Container und Konzentration
Vor diesem Hintergrund verloren Linienkonferenzen an Bedeutung, dafür entwickelten sich seit Beginn des Jahrtausends in der Containerschifffahrt die so genannten Allianzen: Zusammenschlüsse einzelner Reedereien, die fahrtgebietsübergreifend und logistisch enger kooperieren als die Konferenzen – allerdings nicht bei den Frachtraten. Obwohl das durchaus kartellähnlich funktioniert, genießen die Allianzen etwa in der EU eine (von Spediteuren und Verladern scharf bekämpfte) Ausnahmeregelung namens „Gruppenfreistellung“, die unter anderem begründet wird mit den hohen Investitionen, die ein Liniendienstangebot erfordere.
Es erscheint als eine bezeichnende Folge des Scheiterns der erwähnten 40:40:20-Regel der UNCTAD, dass die weltweit führenden Reedereien in Europa und Nordostasien beheimatet sind.
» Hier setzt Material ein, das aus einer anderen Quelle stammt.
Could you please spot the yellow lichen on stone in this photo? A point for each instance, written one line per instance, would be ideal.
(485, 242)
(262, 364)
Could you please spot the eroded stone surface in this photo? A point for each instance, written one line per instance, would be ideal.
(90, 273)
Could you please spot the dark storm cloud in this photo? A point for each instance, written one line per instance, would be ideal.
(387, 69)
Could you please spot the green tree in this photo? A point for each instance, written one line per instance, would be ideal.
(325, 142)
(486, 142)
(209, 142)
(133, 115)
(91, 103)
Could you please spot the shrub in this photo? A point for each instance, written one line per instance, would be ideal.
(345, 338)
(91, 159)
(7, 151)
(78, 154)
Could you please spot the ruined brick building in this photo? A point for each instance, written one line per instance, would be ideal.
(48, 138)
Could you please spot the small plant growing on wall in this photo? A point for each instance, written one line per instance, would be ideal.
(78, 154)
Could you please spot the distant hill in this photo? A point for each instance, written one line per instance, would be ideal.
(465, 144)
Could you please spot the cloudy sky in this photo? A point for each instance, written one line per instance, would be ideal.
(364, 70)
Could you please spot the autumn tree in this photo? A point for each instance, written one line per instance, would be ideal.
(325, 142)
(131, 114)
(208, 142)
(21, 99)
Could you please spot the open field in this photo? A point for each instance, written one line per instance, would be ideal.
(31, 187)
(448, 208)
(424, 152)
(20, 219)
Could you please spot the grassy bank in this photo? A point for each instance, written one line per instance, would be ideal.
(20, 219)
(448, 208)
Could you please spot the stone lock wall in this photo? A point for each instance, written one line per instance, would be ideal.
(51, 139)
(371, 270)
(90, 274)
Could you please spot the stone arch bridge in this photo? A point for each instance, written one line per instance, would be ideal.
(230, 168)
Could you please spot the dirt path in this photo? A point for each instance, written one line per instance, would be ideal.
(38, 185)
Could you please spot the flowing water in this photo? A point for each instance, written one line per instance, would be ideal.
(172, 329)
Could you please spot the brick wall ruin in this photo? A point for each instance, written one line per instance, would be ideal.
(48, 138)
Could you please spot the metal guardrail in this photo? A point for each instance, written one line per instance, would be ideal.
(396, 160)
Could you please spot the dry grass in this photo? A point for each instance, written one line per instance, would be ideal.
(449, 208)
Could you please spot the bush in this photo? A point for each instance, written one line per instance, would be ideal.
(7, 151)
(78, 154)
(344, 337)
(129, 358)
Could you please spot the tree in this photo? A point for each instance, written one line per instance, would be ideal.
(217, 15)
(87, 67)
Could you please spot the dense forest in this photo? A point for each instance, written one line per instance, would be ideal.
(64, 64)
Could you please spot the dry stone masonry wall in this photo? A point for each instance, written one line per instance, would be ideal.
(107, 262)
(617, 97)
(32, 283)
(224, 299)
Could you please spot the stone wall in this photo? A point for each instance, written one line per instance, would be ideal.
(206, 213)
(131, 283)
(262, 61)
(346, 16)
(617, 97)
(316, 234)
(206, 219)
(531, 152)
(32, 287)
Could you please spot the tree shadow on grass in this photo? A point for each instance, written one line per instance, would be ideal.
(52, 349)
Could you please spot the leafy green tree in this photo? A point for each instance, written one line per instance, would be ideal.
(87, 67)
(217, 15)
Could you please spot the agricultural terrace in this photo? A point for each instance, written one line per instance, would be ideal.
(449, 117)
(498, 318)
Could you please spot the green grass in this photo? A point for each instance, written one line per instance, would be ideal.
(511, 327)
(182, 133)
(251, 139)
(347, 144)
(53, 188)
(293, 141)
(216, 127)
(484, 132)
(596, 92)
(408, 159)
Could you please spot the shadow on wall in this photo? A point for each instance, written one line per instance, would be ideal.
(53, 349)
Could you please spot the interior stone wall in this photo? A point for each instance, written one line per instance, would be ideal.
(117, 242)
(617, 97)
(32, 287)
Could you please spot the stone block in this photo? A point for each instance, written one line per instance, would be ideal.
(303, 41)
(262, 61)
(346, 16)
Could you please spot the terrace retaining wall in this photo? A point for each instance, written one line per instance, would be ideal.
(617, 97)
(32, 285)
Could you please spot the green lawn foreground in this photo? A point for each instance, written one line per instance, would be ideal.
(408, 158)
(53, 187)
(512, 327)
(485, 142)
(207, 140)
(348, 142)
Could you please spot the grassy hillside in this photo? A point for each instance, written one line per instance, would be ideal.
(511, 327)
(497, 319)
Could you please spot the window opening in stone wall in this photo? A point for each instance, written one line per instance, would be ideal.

In der Container-Schifffahrt haben sich nur neun von ihnen mehr als 82 Prozent des aktuellen globalen Seehandels „unter den Nagel gerissen“ – in drei Allianzen: Dänemarks Mærsk und MSC (Schweiz) bestreiten mit ihrem Bündnis „2 M“ rund 33,27 Prozent (8,29 Millionen TEU) der globalen Transportkapazität. Die „Ocean Alliance“ der französischen Reederei CMA CGM mit Chinas COSCO und Taiwans Evergreen erreichen mit 7,38 Millionen TEU einen Anteil von 29,62 Prozent. Und „THE Alliance“ von Deutschlands Hapag-Lloyd, Taiwans Yang Ming, Japans Reedereiverbund ONE und Koreas HMM (Hyundai) kommt mit 4,86 Millionen TEU auf 19,48 Prozent der Weltkapazität.
In den USA sieht sich derweil die FMC nicht nur unter Druck vom Präsidenten. Auch Verlader und Häfen fordern behördliches Vorgehen: Die Reeder, so der Vorwurf, würden nicht nur Frachtraten immer weiter anheben, sondern auch Zusatzkosten etwa für Lagerung oder Lieferung erheben, was, so der Vorwurf, eigentlich mit den Frachtraten abgedeckt sein sollte.
Update vom 12. August 2021: Wie gestern bekannt wurde, bereiten zwei Kongressabgeordnete einen parteiübergreifenden Gesetzentwurf vor, der die Befugnisse der FMC stärken und es ihr ermöglichen soll, das „Handelsungleichgewicht“ – die angebliche Benachteiligung von US-Exporten gegenüber Importen – schärfer zu bekämpfen. Der »Ocean Shipping Reform Act of 2021« soll explizit dazu beitragen, US-Interessen gegenüber den Reedereien durchzusetzen (Details folgen).